Allégera ou allégera pas. Le budget pour 2025 ayant brutalement fini son circuit, plusieurs idées qui se trouvaient dans le texte restent en suspens. C’est le cas entre autres d’une possible diminution des exonérations de cotisation pour les employeurs.
La dernière version du projet de loi de financement de la Sécurité sociale (PLFSS) évoquait en effet une légère baisse des allègements dont bénéficient les entreprises. Une mesure qui devait représenter 1,6 milliard d’euros d’économies.
Nul ne peut assurer que le prochain budget comportera une telle disposition, tant le futur politique est actuellement incertain. Il n’empêche, le PLFSS aura au moins été l’occasion de relancer le débat sur les exonérations de cotisations. Encore plus dans un contexte où des grands groupes, tels que Michelin ou Auchan, annoncent des plans sociaux.
Pour rappel, depuis 30 ans, les pouvoirs publics français ont fait le choix d’alléger le prix du travail au niveau du Smic. La logique était, dans un contexte de chômage autour des 10 % dans les années 1990, d’inciter les employeurs à créer des postes à bas salaires, en réduisant les cotisations patronales.
Mais la situation n’est plus la même, en témoigne le rapport d’Antoine Bozio et Etienne Wasmer, publié début octobre. Les deux économistes y expliquent qu’« en termes de politiques d’exonérations de cotisations sociales, une inflexion est nécessaire » car « le marché du travail s’est amélioré [le taux de chômage s’élève à 7,4 % au troisième trimestre 2024, NDLR.]. Et que l’élasticité de l’emploi est plus faible ». C’est-à-dire que le prix du travail est moins déterminant qu’avant pour créer de l’emploi.
En clair, la question qui se pose désormais est de savoir s’il est encore pertinent de conserver ces aides si coûteuses pour les dépenses publiques – plus de 73 milliards d’euros en 2022 – , pour des résultats décevants.
Deux options s’offrent à nous, résume l’économiste Maxime Combes, coauteur d’un rapport et d’un ouvrage sur les aides publiques aux entreprises : « Supprimer le dispositif ou alors, le conditionner. »
Cela ne signifie pas pour autant que la mesure serait impossible, mais au vu de la pression qu’exerce le patronat au sujet du sacro-saint « coût du travail », ce scénario est peu probable à court terme.
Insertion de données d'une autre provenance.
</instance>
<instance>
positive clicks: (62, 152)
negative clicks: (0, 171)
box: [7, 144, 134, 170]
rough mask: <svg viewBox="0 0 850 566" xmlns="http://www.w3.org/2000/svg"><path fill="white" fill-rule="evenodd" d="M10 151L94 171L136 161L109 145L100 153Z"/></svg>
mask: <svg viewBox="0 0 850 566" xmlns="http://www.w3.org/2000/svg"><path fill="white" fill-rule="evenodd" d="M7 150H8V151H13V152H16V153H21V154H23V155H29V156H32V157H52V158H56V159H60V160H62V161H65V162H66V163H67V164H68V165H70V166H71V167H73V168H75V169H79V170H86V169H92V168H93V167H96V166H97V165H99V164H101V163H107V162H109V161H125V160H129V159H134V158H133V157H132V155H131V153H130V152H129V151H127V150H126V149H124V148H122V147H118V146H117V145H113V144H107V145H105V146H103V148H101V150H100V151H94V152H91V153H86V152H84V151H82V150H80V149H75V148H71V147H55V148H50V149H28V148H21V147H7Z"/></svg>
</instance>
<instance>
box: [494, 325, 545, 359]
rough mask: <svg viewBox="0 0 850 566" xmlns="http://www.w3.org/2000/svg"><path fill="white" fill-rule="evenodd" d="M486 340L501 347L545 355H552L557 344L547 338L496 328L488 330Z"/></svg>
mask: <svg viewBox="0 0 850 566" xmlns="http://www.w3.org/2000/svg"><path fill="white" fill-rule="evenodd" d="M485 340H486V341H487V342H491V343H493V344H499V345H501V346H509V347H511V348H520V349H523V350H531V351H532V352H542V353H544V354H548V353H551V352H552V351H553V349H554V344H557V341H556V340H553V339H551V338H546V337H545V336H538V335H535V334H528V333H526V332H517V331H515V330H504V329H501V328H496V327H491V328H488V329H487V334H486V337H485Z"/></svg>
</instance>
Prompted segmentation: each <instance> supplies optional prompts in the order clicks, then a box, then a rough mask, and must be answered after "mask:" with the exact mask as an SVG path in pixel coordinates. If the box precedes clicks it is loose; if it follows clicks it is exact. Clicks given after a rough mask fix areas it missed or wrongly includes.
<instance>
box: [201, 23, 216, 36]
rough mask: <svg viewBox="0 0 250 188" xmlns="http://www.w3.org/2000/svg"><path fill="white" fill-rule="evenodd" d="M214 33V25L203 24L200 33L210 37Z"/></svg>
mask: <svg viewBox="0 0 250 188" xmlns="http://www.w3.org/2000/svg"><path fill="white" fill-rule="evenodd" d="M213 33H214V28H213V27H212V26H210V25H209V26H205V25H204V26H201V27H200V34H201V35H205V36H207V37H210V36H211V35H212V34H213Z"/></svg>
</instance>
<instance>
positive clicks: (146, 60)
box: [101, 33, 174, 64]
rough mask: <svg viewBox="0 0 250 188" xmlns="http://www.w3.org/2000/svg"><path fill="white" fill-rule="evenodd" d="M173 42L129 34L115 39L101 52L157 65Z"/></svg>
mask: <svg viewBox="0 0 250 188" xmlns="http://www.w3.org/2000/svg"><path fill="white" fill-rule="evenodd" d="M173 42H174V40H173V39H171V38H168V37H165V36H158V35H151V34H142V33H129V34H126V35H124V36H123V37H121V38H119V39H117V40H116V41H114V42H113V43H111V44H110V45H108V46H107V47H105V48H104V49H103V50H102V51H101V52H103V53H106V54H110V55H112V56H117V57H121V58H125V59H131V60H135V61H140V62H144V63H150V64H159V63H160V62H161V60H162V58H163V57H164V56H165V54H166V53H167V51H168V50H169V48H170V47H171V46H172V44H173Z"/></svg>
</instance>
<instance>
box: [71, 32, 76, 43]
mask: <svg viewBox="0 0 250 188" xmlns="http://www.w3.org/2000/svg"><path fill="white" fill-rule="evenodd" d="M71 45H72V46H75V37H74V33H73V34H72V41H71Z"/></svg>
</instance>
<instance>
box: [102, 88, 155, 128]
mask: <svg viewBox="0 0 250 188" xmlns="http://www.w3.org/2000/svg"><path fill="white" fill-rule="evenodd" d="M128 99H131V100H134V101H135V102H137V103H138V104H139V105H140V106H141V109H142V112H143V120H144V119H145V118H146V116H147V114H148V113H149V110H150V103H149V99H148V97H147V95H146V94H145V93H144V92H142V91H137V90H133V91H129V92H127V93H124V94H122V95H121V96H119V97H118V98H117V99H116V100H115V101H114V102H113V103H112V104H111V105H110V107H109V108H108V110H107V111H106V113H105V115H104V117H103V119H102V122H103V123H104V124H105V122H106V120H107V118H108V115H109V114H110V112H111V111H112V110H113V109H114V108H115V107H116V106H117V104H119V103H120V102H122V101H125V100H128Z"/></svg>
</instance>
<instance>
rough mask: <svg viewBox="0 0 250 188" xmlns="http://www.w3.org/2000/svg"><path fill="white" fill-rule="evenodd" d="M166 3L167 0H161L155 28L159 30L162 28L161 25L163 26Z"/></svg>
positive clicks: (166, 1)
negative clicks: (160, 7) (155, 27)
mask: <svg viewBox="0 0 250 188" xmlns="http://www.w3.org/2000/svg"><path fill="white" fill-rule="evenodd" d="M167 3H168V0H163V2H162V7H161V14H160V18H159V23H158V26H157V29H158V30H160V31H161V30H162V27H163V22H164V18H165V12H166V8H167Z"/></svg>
Qu’en est-il de la conditionnalité ?
Un levier pour impulser des choix politiques
Puisque les allègements de cotisations ont été instaurés dans le but de créer des postes, le premier réflexe pourrait être d’introduire un critère concernant lesdites créations d’emploi. Ou tout du moins, leur maintien sur une certaine période.
Sauf que, cette option, dans la pratique, s’avère très difficile à mettre en œuvre, explique François Ecalle, spécialiste des finances publiques, sur son site Fipeco :
« Obliger les entreprises à au moins maintenir leurs effectifs au même niveau en contrepartie de ces aides est trop facile pour celles qui appartiennent à des branches dynamiques et trop difficile pour celles qui se trouvent dans des branches où l’emploi diminue inévitablement, ce qui est souvent le cas dans l’industrie. »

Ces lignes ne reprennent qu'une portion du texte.